La capacité en droit occupe une place particulière dans le paysage des formations universitaires : présente dans de nombreuses universités en France [1], c’est un cycle d’études de deux ans accessible à toute personne de plus de 17 ans, sans aucun critère de diplômes. Elle permet ainsi aux non bacheliers de s’inscrire dans l’enseignement supérieur et ouvre la voie sur le monde du travail et les concours administratifs.
C’est un diplôme d’Etat qui permet d’obtenir un niveau équivalent à celui du baccalauréat et d’accéder à la Licence 1 voire la Licence 2 selon les résultats obtenus. Elle est également compatible avec une activité salariée ou d’autres études puisqu’elle propose des cours du soir et les samedi répartis sur deux années.
Donner une deuxième chance.
Créée sous Napoléon, et anciennement régie par le décret n° 56-348 du 30 mars 1956 (abrogé depuis l’arrêté de 2021 évoqué plus bas), la capacité en droit avait pour objectif initial, comme nous l’explique Sophie Rozez, directrice de la capacité en droit à l’Université de Paris Nanterre, de « permettre au peuple de faire des études supérieures ». Aujourd’hui, elle vise à « donner une deuxième chance à des personnes en situation d’échec ou d’insuffisance » en leur donnant une formation de base dans les grandes disciplines juridiques.

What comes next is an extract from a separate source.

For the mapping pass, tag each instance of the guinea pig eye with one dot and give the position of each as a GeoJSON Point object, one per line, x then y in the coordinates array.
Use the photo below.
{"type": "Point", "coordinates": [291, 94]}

Son historique récent témoigne d’une désaffection, que Sophie Rozez met sur le compte d’une « méconnaissance de la formation par les publics visés et par les institutions et partenaires susceptibles de les faire connaître. » Il y avait ainsi 8 215 élèves en 1997-1998 [2] et le nombre a progressivement baissé jusqu’à 2 265 étudiants en 2019/2020 [3].
Voie d’employabilité.
Or, cette filière, « bien qu’elle ne permet pas en tant que tel d’avoir une professionnalisation » rappelle Sophie Rozez, agit comme une voie d’employabilité pour de nombreux jeunes non bacheliers et pour des personnes en situation de reconversion professionnelle. C’est ce que défend la directrice de la formation à Nanterre qui est témoin chaque année de « la volonté de réussir, la motivation qui caractérise le capacitaire en droit » alors qu’il s’agit au départ d’un « public diversifié avec des fragilités. » Le cadre d’étude est par ailleurs très important : « Le fait pour eux d’être à l’Université est très valorisant. Ils sont dans une dynamique de groupe, ils se soutiennent, sans phénomène de perdition. »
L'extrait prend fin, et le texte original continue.